[This just in over the wires. I can't go--we'll be at the Opera!!!--but it sounds great. I got Yvette Christianse's novel for Christmas and am eager to read it.]
THE AFRICANA STUDIES PROGRAM AT BARNARD COLLEGE presents a conversation about HISTORY, FICTION, & BLACK DIASPORA with YVETTE CHRISTIANSE (Unconfessed) & SAIDIYA HARTMAN (Lose Your Mother)
Monday, January 22, 7pm, Sulzberger Parlor, 3rd Floor Barnard Hall
Join the Africana Studies program at Barnard College for a provocative conversation about legacy of slavery and the politics of history. The evening begins with a reading from poet Yvette Christiansë’s acclaimed debut novel Unconfessed. Called “a devastating song of freedom” by Kirkus Reviews, the novel, inspired by actual South African court records from the 1800s, tells the story of slave woman Sila van den Kapp, who was sentenced to death on April 30, 1823. The novel follows Sila from a Cape Town jail to her commuted sentence of hard labor on the now notorious Robbins Island where she was one of two women prisoners, and where, more than a century later, Nelson Mandela would spend 28 years of his life. Christiansë will be joined by Saidiya Hartman, visiting professor of English & Comparative Literature at Columbia University, whose new book, Lose Your Mother, retraces the history of the Atlantic slave trade by journeying along a slave route in Ghana, following the trail of captives from the hinterland to the Atlantic coast.

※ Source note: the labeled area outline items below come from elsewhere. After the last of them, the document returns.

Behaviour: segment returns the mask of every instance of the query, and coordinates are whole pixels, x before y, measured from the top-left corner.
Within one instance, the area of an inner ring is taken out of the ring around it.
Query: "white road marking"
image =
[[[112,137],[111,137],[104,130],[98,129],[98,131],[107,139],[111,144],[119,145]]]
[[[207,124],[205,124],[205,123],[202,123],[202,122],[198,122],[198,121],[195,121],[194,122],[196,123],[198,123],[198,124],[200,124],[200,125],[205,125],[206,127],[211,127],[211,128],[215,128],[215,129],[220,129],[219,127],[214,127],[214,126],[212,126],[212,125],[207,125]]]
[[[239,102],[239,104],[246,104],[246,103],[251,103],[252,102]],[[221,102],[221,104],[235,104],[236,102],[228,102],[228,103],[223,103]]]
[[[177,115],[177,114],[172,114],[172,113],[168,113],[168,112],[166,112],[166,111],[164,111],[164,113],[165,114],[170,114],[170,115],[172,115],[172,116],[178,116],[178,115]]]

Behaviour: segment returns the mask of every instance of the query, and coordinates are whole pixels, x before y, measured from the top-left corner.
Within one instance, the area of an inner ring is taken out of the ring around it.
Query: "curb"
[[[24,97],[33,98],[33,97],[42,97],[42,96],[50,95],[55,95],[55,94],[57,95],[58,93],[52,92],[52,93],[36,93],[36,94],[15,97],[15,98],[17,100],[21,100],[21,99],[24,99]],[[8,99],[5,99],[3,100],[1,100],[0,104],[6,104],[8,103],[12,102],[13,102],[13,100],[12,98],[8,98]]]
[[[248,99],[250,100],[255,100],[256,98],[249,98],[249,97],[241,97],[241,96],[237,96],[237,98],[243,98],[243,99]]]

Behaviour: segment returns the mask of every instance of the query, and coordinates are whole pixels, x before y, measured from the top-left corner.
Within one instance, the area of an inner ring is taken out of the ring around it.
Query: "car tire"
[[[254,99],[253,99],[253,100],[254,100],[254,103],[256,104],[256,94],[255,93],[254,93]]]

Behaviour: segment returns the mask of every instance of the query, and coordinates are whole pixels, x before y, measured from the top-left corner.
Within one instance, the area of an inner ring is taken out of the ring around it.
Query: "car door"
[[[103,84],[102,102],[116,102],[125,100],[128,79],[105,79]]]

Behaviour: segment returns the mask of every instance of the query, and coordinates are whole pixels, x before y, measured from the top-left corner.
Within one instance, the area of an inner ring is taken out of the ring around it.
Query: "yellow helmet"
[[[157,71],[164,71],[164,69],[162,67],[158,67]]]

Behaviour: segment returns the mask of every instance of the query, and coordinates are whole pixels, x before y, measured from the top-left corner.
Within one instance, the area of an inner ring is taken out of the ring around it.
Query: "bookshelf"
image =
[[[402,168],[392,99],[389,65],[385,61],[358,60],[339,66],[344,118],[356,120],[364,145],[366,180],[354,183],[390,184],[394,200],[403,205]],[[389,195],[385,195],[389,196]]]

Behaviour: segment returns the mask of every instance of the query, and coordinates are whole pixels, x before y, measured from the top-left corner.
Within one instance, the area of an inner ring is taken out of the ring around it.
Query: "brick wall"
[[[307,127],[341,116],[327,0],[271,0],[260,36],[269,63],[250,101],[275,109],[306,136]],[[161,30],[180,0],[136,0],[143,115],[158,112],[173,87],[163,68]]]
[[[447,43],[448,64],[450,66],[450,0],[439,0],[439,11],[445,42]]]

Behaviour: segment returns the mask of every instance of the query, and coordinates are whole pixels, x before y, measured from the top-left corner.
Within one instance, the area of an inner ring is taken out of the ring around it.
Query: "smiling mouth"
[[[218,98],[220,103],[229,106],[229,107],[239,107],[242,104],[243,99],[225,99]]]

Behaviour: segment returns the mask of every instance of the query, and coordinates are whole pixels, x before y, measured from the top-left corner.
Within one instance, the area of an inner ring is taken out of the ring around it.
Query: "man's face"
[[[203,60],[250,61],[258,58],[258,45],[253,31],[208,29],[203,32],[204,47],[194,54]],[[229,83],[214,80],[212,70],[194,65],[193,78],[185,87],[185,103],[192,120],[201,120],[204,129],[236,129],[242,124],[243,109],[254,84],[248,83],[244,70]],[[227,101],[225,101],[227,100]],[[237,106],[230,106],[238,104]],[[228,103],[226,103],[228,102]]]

In so boldly and so eloquently confronting the silences of history and absence in the archive, both Christiansë and Hartman lead us to a new understanding of the forces that shape history, the meanings of memory, and the profound power of storytelling. It’s a stimulating discussion of the ways in which African descended people grapple with the longing for lost homes and histories that is the legacy of slavery in the US and Africa.